I have a Glue Job for migrating data from a Postgres database in RDS to a S3 bucket in Parquet format and a Crawler that connects to Postgres to infer the table schema. Previously, the Glue Connection used by both was configured to authenticate to Postgres via Username and Password, however now I would like it to authenticate via credentials stored in Secrets Manager instead. After updating the Glue Connection to use Secrets Manager, the Glue Job is failing with the following error:
2022-12-14 14:58:07,092 ERROR [main] glue.ProcessLauncher (Logging.scala:logError(73)): Error from Python:Traceback (most recent call last):
File "/tmp/parquet-job.py", line 25, in <module>
database=glue_source_database, table_name=table, transformation_ctx="Datasource")

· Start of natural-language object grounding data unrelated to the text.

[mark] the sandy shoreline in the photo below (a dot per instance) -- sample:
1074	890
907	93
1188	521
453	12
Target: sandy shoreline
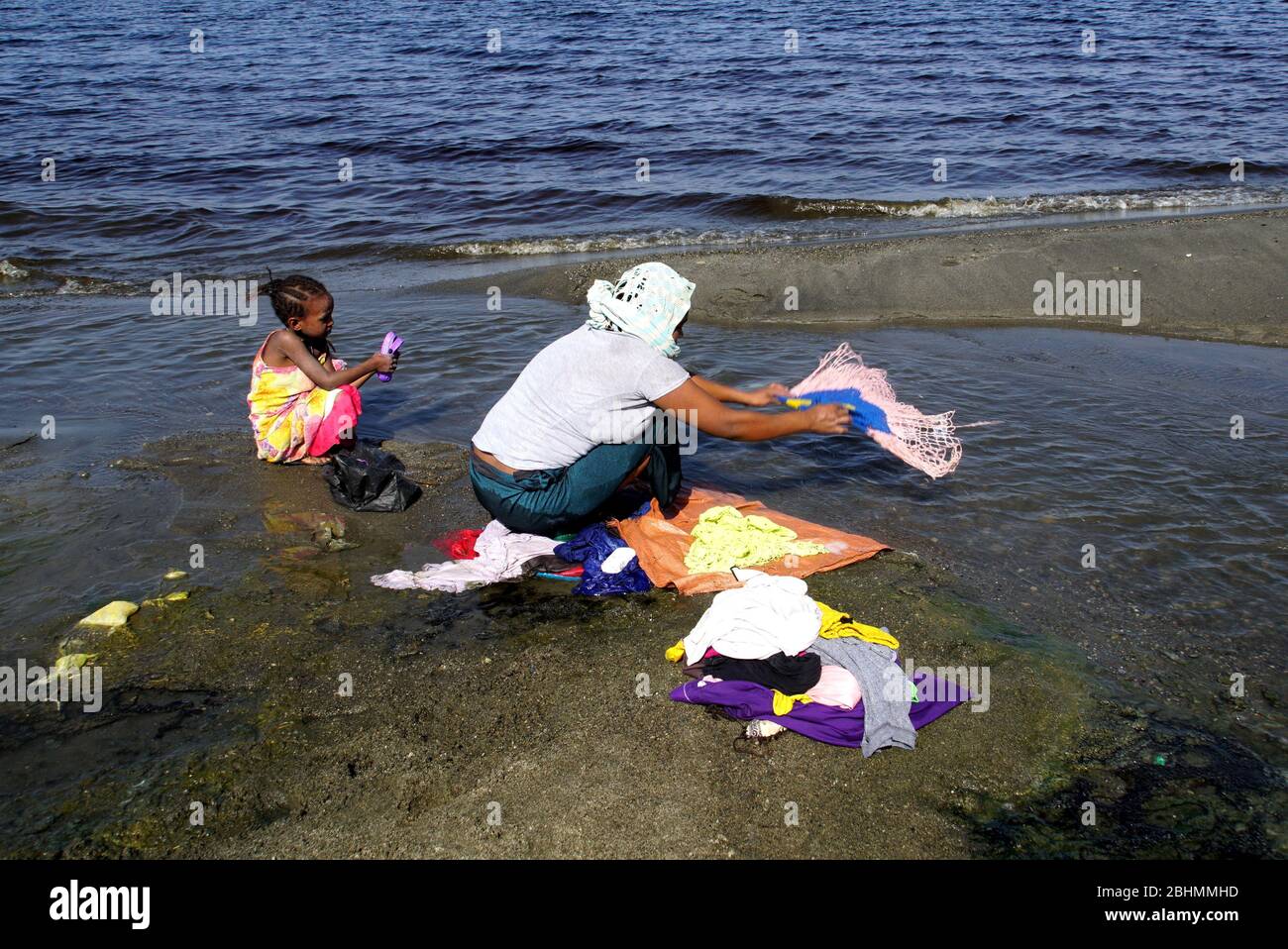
1205	277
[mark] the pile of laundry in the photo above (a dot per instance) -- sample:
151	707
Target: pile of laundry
694	546
769	654
696	541
596	559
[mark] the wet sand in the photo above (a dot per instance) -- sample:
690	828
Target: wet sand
1207	277
523	700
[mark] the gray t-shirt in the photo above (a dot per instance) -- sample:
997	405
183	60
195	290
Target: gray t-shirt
589	387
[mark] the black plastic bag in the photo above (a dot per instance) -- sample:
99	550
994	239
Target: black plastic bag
369	477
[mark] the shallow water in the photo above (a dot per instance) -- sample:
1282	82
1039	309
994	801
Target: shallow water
226	161
1112	441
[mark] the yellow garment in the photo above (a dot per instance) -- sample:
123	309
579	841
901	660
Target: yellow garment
724	538
785	703
286	408
837	625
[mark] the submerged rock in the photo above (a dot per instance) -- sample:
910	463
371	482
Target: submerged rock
116	613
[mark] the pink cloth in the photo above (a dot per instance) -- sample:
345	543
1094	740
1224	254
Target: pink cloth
340	424
836	687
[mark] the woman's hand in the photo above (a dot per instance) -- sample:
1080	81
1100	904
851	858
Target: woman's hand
767	395
828	419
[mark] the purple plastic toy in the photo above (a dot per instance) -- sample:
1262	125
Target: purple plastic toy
391	344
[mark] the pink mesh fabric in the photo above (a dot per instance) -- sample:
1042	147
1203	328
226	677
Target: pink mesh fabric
926	442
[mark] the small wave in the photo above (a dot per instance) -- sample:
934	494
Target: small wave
1163	198
589	244
12	271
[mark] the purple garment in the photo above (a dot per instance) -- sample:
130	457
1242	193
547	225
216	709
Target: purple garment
814	720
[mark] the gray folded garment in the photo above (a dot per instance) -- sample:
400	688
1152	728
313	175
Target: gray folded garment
885	718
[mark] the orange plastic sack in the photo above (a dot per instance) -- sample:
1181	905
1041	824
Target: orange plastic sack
661	540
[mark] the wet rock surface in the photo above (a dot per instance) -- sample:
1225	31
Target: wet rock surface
304	712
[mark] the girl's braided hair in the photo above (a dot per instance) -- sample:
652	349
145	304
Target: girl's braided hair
288	294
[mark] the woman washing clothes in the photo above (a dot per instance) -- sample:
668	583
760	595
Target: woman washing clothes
575	426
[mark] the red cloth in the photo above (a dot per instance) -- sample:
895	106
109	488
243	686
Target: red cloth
340	424
459	545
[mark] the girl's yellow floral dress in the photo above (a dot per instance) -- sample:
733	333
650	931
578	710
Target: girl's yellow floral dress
291	417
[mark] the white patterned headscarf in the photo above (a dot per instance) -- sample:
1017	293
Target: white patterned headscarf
648	301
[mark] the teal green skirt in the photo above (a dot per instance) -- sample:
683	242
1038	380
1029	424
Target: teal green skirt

File "/opt/amazon/lib/python3.6/site-packages/awsglue/dynamicframe.py", line 787, in from_catalog
return self._glue_context.create_dynamic_frame_from_catalog(db, table_name, redshift_tmp_dir, transformation_ctx, push_down_predicate, additional_options, catalog_id, **kwargs)
File "/opt/amazon/lib/python3.6/site-packages/awsglue/context.py", line 186, in create_dynamic_frame_from_catalog
makeOptions(self._sc, additional_options), catalog_id),
File "/opt/amazon/spark/python/lib/py4j-0.10.9-src.zip/py4j/java_gateway.py", line 1305, in __call__
answer, self.gateway_client, self.target_id, self.name)
File "/opt/amazon/spark/python/lib/pyspark.zip/pyspark/sql/utils.py", line 111, in deco
return f(*a, **kw)
File "/opt/amazon/spark/python/lib/py4j-0.10.9-src.zip/py4j/protocol.py", line 328, in get_return_value
format(target_id, ".", name), value)
py4j.protocol.Py4JJavaError: An error occurred while calling o75.getCatalogSource.
: java.util.NoSuchElementException: None.get
at scala.None$.get(Option.scala:349)
at scala.None$.get(Option.scala:347)
at com.amazonaws.services.glue.util.DataCatalogWrapper.$anonfun$getJDBCConf$1(DataCatalogWrapper.scala:218)
at scala.util.Try$.apply(Try.scala:209)
at com.amazonaws.services.glue.util.DataCatalogWrapper.getJDBCConf(DataCatalogWrapper.scala:209)
at com.amazonaws.services.glue.GlueContext.getGlueNativeJDBCSource(GlueContext.scala:487)
at com.amazonaws.services.glue.GlueContext.getCatalogSource(GlueContext.scala:320)
at com.amazonaws.services.glue.GlueContext.getCatalogSource(GlueContext.scala:185)
at sun.reflect.NativeMethodAccessorImpl.invoke0(Native Method)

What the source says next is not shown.